Tarla vole (Microtus agrestis). Gövde uzunluğu 10-12 cm, kuyruk uzunluğu 3-5 cm, kürk ise kahverengimsi, orijinal odunlardan daha otantik ve kırılgandır. Tarla direkleri tünellerini kalın çimlerde yapar. Esas olarak bitkilerle beslenir; Genç ağaçların kabuğuna zarar verir.

Ortak vole (Microtus arvalis). Gövde uzunluğu 9-12 cm, kuyruk uzunluğu 4 cm'ye kadar; kürk gridir. Kolonilerde yaşar, sığ bir derinlikte bir yuvalama odası ve kiler ile karmaşık bir çarpık hareket sistemini kazar.
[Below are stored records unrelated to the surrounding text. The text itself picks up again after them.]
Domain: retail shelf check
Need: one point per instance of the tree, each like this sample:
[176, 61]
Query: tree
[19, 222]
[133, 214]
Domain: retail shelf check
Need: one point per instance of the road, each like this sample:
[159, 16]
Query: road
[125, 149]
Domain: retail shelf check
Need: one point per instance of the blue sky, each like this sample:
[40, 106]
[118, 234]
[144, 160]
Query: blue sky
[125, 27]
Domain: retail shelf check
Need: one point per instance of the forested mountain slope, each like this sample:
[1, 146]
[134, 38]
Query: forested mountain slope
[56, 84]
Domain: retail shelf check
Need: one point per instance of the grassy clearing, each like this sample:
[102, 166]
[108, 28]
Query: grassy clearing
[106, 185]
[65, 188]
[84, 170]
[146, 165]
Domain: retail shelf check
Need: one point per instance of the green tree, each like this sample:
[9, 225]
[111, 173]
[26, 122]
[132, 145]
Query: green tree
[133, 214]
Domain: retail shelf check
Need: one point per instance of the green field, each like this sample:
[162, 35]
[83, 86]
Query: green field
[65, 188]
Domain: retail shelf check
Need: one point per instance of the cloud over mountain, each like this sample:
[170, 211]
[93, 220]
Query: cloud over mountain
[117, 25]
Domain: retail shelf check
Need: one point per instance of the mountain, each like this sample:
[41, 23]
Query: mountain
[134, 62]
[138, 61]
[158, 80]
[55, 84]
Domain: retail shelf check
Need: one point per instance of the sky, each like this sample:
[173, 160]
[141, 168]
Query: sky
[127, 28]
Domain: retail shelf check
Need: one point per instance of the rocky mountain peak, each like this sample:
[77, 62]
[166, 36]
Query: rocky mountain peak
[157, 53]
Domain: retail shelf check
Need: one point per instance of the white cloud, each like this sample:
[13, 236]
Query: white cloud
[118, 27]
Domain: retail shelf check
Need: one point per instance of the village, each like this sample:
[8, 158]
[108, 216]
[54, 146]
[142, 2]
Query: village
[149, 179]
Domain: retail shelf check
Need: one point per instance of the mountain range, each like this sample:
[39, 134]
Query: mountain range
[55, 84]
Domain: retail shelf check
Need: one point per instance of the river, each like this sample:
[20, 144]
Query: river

Bitkiler ve tahıl ile beslenir. Hızla çoğalıyor: her 3 haftada bir yaz, hala anne sütüyle beslenirken zaten çiftleşebilen 13 yavru getiriyor. Birçok vol, yırtıcı hayvanları ve kuşları yok eder.

Su direğiveya su sıçanı (Arvicola terrestris). Vollerin en büyüğü: vücut uzunluğu 12-20 cm, kuyruk uzunluğu 6-13 cm; Kürkün rengi değişkendir (ayrıca siyah bireyler de vardır).Bahçelerde, tarlalarda ve çayırlarda, su ile yaşar (iyi yüzer ve dalar).

Bitkilerin yeşil kısımları, tohumları ve kök bitkileri, genç ağaçların kökleri ile beslenir. Geniş bir su sıçanı ağı, bir yuvalama odasına hareket eder ve kilerler, toprağın yüzeyinin hemen altına yerleştirilir. Yılda 3-5 kez dişi dişi 14 yavru getirir.

İpucu!
Sarı boğazlı fare (Apodemus flavicollis). Vücut uzunluğu 10-12 cm'dir, kuyruk genellikle gövdeden daha uzundur - 13 cm'ye kadar Vücudun alt kısmında sarı bir nokta bulunur. Geceleri aktif; İyi tırmanıyor, büyük atlayışlarla kaçıyor. Bir çukurda veya bir ağacın boşluğunda bir yuva oluşturur. Bitkiler ve onların tohumlarını, böceklerini besler.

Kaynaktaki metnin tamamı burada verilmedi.